Happy they will be. So let us prepare well...


--Dr. Thursday

Tuesday, September 04, 2007

From a Brand New Chestertonian

Until yesterday, i knew nothing of G.K. Chesterton, except his name. Now, having heard a great talk by Dale Ahlquist, about the thoughts of G.K. Chesterton: The Apostle of Common Sense, i have a new appreciation of the concept, reality, potential, and advocacy of "common sense."

Indeed, does not common sense in ourselves and others make it possible for us to better experience relationships of simple love, goodness, wisdom, and truth? And, if not, is it possible we still lack the simple wisdom(faith?) that truth requires the spiritual qualities of love and goodness, as well as the mental qualities of knowledge and wisdom? And finally, in googling for some other thoughts and uses of "common sense," i found the following three views that seem consistent with my new found apprecitation of common sense, thanks to Mr. Dale Ahlquist:

1) The greatest error of teachings about the Scriptures is the doctrine of their being sealed books of mystery and wisdom which only the wise (snobby?) minds of the nation dare to interpret. The revelations of divine truth are not sealed except by human ignorance, bigotry, and narrow-minded intolerance. The light of the Scriptures is only dimmed by prejudice and darkened by superstition. A false fear of sacredness has prevented religion from being safeguarded by common sense. The fear of the authority of the sacred writings of the past effectively prevents the honest souls of today from accepting the new light of the gospel, the light which these very God-knowing men of another generation so intensely longed to see.

2) "Happy are they who mourn, for they shall be comforted." So-called common sense or the best of logic would never suggest that happiness could be derived from mourning. But Jesus did not refer to outward or ostentatious mourning. He alluded to an emotional attitude of tenderheartedness. It is a great error to teach boys and young men that it is unmanly to show tenderness or otherwise to give evidence of emotional feeling or physical suffering. Sympathy is a worthy attribute of the male as well as the female. It is not necessary to be calloused in order to be manly. This is the wrong way to create courageous men. The world's great men have not been afraid to mourn. Moses, the mourner, was a greater man than either Samson or Goliath. Moses was a superb leader, but he was also a man of meekness. Being sensitive and responsive to human need creates genuine and lasting happiness, while such kindly attitudes safeguard the soul from the destructive influences of anger, hate, and suspicion.

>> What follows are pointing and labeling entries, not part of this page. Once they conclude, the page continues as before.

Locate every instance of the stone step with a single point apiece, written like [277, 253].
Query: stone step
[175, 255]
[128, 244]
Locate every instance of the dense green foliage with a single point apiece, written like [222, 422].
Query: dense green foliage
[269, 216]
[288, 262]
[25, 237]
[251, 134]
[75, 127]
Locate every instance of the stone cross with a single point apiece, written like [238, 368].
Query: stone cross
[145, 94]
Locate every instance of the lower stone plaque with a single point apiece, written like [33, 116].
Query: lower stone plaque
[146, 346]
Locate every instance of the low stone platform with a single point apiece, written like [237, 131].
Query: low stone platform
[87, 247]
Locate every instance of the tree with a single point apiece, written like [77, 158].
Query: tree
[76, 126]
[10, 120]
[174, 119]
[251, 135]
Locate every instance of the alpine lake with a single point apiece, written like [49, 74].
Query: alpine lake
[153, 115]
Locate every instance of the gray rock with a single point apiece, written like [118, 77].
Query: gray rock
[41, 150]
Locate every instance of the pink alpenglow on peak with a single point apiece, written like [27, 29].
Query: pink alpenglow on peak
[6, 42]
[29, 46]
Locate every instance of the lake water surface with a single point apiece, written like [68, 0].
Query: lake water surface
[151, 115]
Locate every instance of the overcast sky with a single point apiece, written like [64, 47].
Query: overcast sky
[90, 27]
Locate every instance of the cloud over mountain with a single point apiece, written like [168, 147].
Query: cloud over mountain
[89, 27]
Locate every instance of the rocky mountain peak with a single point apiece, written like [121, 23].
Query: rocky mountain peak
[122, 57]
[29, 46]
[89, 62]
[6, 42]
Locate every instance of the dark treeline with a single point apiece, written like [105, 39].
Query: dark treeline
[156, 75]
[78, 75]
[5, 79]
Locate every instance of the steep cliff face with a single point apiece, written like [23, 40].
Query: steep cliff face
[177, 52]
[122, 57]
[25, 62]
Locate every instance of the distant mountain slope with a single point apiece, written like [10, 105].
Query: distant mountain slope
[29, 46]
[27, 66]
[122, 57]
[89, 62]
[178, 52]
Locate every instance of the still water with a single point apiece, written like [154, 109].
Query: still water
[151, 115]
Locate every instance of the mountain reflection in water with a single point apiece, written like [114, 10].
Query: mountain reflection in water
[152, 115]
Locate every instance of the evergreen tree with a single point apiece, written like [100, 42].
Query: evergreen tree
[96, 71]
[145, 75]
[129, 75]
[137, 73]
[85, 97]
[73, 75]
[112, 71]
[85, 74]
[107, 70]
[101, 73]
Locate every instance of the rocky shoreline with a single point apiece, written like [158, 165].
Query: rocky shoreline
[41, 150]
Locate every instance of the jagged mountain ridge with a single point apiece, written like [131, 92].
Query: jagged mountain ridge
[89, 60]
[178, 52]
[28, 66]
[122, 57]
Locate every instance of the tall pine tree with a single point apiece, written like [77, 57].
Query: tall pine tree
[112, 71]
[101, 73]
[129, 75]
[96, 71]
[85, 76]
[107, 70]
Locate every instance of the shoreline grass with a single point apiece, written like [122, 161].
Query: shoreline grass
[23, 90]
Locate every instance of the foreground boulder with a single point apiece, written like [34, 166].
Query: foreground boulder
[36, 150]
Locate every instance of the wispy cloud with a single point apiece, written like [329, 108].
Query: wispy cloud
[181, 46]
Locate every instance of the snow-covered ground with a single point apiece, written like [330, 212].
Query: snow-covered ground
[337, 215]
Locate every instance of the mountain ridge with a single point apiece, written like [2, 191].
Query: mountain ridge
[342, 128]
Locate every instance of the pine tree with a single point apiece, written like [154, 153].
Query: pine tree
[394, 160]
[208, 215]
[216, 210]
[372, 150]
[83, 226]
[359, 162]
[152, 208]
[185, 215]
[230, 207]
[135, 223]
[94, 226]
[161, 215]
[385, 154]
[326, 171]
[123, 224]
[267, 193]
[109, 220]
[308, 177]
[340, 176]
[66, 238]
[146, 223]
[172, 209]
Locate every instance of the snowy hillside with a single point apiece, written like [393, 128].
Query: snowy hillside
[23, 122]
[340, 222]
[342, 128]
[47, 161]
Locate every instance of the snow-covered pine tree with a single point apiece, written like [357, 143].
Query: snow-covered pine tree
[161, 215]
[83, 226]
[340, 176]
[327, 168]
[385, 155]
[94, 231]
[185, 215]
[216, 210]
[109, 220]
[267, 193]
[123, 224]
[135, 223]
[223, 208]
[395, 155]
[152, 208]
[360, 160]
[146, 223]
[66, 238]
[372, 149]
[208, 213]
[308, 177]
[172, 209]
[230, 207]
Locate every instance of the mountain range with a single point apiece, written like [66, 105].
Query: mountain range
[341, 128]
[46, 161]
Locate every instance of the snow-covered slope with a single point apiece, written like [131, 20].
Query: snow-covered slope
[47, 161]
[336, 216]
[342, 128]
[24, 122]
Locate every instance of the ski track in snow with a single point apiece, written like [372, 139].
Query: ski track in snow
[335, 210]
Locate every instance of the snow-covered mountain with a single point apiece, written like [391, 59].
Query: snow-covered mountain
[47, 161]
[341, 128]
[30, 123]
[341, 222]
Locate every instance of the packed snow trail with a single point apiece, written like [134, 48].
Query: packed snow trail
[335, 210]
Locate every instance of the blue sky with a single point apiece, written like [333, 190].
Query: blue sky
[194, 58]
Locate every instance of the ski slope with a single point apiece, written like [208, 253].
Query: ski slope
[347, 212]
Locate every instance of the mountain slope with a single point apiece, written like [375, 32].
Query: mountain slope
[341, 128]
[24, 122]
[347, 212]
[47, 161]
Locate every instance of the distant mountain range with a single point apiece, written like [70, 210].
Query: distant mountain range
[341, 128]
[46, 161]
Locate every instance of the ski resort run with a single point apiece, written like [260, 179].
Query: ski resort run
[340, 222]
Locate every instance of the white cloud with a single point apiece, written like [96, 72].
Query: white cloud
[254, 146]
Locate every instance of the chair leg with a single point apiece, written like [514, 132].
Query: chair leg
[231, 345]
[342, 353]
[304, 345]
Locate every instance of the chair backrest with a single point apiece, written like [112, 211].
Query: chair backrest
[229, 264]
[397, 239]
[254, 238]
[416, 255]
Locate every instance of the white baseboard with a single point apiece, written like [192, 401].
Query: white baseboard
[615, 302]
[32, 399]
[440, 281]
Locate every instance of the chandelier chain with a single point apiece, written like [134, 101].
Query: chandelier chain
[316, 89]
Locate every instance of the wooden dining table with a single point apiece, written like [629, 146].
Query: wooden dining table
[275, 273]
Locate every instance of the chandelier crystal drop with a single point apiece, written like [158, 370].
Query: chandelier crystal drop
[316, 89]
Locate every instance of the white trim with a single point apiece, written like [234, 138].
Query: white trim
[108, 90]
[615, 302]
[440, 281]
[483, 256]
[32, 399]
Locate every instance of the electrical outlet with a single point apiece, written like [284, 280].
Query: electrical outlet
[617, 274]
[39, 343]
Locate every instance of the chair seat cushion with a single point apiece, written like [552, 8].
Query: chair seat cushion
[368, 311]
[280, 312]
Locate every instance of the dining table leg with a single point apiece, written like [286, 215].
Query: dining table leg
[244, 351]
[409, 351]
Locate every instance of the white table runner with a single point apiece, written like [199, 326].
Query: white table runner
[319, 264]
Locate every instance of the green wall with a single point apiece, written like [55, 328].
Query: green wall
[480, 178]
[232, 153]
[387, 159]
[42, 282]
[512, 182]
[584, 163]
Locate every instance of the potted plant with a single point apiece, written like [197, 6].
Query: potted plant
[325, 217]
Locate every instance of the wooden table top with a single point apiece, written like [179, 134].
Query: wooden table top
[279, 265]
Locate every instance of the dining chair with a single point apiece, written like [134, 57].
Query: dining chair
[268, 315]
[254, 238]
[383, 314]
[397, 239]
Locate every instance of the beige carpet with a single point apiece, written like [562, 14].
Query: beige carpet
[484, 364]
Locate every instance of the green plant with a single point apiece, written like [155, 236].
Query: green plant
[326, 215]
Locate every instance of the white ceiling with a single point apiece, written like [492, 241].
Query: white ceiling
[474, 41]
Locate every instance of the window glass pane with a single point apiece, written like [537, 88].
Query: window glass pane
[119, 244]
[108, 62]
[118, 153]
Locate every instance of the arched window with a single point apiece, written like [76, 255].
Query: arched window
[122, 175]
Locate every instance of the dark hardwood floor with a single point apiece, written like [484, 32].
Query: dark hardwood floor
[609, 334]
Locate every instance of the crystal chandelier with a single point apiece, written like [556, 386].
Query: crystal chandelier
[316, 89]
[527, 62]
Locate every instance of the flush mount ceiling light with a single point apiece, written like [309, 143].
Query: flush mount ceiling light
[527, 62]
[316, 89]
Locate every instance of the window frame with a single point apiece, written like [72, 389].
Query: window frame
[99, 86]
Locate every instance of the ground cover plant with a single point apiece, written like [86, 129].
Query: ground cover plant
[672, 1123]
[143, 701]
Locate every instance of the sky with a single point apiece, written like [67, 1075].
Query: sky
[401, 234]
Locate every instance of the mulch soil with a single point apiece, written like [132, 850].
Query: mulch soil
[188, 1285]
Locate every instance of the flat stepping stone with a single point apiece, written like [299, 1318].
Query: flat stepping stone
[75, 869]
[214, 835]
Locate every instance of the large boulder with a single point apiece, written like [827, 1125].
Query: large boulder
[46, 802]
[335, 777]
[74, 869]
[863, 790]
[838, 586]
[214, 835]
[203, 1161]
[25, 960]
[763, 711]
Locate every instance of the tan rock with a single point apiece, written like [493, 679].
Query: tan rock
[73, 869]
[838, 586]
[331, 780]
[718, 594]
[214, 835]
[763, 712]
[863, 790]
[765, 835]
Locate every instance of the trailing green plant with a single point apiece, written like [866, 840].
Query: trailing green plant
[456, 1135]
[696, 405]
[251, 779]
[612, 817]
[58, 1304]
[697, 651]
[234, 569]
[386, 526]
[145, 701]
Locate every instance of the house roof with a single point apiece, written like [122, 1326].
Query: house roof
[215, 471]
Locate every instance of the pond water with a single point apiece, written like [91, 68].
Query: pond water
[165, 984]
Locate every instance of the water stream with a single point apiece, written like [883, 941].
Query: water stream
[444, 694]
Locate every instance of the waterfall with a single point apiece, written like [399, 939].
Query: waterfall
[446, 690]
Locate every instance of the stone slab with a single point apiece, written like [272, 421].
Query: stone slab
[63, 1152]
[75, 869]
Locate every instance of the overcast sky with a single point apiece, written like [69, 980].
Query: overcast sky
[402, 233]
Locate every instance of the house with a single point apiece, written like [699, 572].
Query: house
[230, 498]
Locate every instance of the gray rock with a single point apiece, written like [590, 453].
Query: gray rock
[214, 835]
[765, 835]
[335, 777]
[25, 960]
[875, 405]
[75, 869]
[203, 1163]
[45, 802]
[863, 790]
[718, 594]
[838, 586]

3) Jesus, was so reasonable, so approachable. He was so practical in all his ministry, while all his plans were characterized by such sanctified common sense. He was so free from all freakish, erratic, and eccentric tendencies. He was never capricious, whimsical, or hysterical. In all his teaching and in everything he did there was always an exquisite discrimination associated with an extraordinary sense of propriety.
From Richard S. in Michigan, who would love some feedback on his first commentary on GKC.